Bellway fell to its first full-year loss as a quoted company after it wrote down the value of its land bank by £66m.
The housebuilder fell from a pre-tax profit of £34.8m to a loss of £36.6m for the year to July 31.
However, the results were widely praised by analysts as the company reduced its net debt, putting it in a strong position to rebuild its land bank.

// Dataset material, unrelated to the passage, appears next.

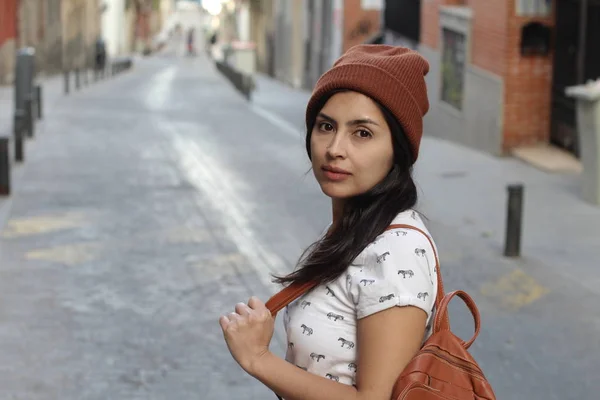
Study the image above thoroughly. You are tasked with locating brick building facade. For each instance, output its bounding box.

The company, which bolstered its finances in August with a £45m equity raising, lowered its net debt by £180.9m to £36.8m.
Turnover fell 41 per cent from £1.15bn to £684m, while losses per share were 23.9p, against earnings of 23.5p.

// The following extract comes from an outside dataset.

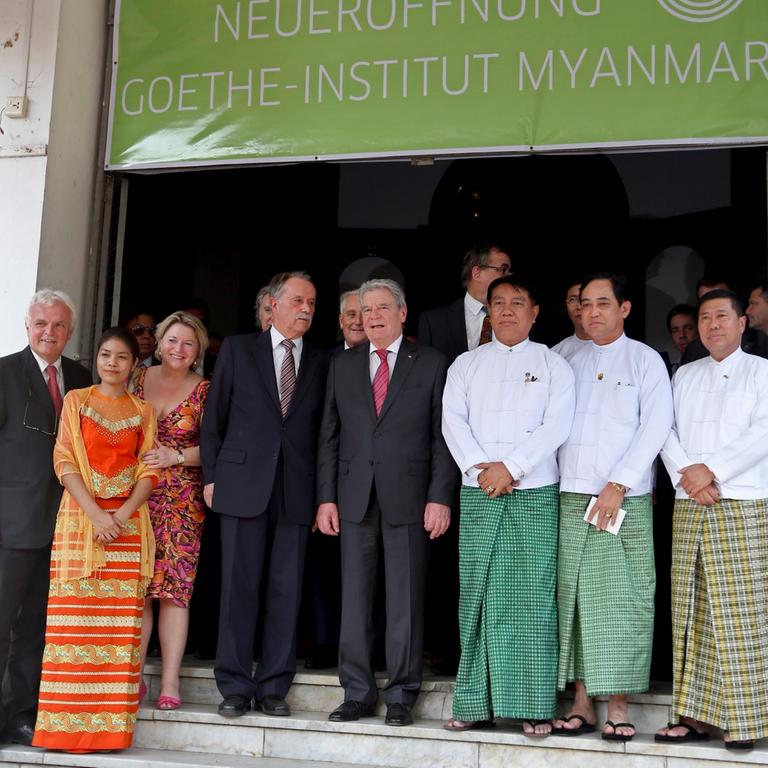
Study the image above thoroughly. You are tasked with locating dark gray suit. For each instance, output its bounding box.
[419,296,467,365]
[200,332,328,700]
[0,347,91,728]
[317,339,456,704]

Housebuilding in the UK is expected to contract by 18.1 per cent during 2009, the biggest fall since records began in 1948.
Yet, through cutting costs – including axing 1,500 jobs, about 50 per cent of its workforce – and reducing debt, Bellway is in a rare position in being able to buy land.
John Watson, chief executive, said: “We have effectively been in hibernation for the past year and, although we are not going to be gung-ho, it could be time to start dipping our toe back in the land market.”
Since August, Bellway has started £32m of work across eight sites, mainly in the south of England. The company has secured £349.4m of new work for this year, with 62 per cent of that already contracted, but noted that the downside risk of a double-dip recession could lead to a flurry of cancellations.
During previous recessions, property prices have hit a low point 18 months after unemployment – currently at 7.9 per cent, its highest since 1995 – has peaked.
“We are looking at it a week at a time at the moment and know that there could be worse to come,” Mr Watson said.
Bellway said it was seeing a slight recovery in south-east England, where a short-term squeeze on supply helped lift sales.
The group also announced that John Cuthburt, Northumbrian Water’s managing director, would be joining the board.
Bellway’s shares fell 11½p to 794p.
John Watson has come off looking prudent in his conservative approach to land buying. With solid gearing – net debt is 2 per cent of net asset value, compared with a sector average of 27 per cent – Bellway, unlike many of its rivals, can look beyond patching up its balance sheet and begin the process of rebuilding. But, as it tentatively draws back the curtains after hibernation, management looks to be under no illusion that there could be some cold fronts to come.
As the only UK housebuilder currently paying a dividend – the final pay-out is held at 6p, cutting the total from 24.1p to 9p – Bellway’s shares are a good buy compared with its peers. But, as housebuilders follow the equity rally higher and underlying fundamentals remain the same, the shares look overpriced.